The Everglades Protection Area is a protected area of the Florida Everglades as defined by the Everglades Forever Act and includes Water Conservation Area 1 (a.k.a. the Arthur R. Marshall Loxahatchee National Wildlife Refuge), Water Conservation Area 2, made up of WCA-2a and WCA-2b, Water Conservation Area 3, made up of WCA-3a and WCA-3b, and the Everglades National Park.

==History==
Decades before the passing of the Everglades Forever Act, the Everglades region has struggled to support the infrastructure that developed Southern Florida. This was done through the building of canals and levees. However, though this development allowed for Southern Florida to develop land available for agriculture and housing, it ultimately put the Everglades region in danger. As a result of the environmental strain that the Everglades region had faced, the Florida state government attempted to resolve the issue. The Florida state government initially achieved this by the passing of the Marjory Stoneman Douglas Everglades Protection Act in 1991 and they planned a way to fix the growing issues with the Everglades Protection Act. The Act was approved by Governor Lawton Chiles on May 3, 1994, and is filed as Chapter 94-115 of the General Acts, Resolutions, of the Florida Legislature published in 1994.

==Phosphorus Reduction==
The Act directed the State of Florida to develop a phosphorus criterion standard for the Everglades Protection Area.

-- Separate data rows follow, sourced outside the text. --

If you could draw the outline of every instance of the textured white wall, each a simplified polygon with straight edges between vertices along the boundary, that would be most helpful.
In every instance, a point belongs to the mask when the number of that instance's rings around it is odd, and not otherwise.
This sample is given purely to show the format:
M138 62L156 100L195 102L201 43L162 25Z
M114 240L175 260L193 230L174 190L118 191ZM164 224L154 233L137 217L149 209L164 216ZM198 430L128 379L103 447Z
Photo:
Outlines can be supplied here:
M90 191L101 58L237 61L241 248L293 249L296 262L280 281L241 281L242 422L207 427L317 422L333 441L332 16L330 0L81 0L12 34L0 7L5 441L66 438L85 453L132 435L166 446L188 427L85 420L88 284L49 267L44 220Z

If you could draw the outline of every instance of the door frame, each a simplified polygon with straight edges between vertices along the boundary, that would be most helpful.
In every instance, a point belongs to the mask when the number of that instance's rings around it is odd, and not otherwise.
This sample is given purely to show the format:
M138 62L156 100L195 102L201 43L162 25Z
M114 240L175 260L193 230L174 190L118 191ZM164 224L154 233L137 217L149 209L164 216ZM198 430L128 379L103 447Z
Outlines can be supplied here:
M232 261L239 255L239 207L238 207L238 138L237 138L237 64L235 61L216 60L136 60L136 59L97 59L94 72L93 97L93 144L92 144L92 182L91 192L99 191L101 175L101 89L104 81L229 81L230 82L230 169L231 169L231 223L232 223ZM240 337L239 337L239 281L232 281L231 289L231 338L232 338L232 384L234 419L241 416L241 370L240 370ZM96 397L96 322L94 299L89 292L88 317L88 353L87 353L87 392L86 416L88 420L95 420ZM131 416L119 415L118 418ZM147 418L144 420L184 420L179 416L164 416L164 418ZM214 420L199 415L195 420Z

==Everglades Construction Project (1997)==
Using data collected from the Everglades Nutrient Removal Project, which acted as a small scale model offering insight into the best implementation of both design and management, the Everglades Construction Project began in the spring of 1997 and was part of an $825 million water quality restoration project included in the Everglades Forever Act. In an effort to help restore the Everglades ecosystem, the project proposed the construction of 6 flow-through treatment marshes, called Stormwater treatment areas, to help reduce phosphorus levels in water that was bound for Everglades National Park.

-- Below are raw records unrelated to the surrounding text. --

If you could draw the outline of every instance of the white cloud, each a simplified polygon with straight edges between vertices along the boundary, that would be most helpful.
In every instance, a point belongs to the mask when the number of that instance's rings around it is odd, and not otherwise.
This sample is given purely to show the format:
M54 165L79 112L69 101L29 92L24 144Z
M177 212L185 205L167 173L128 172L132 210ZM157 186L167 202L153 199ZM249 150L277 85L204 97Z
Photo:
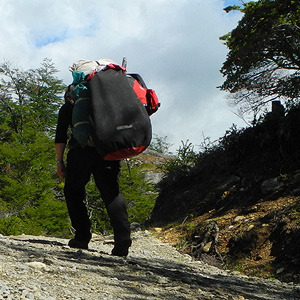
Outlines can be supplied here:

Meant to augment the natural filtration abilities of marshes, the plan called for STA construction on more than 40,000 acres of land. Each of the STA locations are positioned downstream of major agricultural discharge canals therefore ensuring that all water flowing to the Everglades would first have to pass through for treatment.

==Agriculture Privilege Tax==
The Act created a tax on farmers in the Everglades Agricultural Area, which would be reduced if farmers in the EAA complied with Best Management Practices.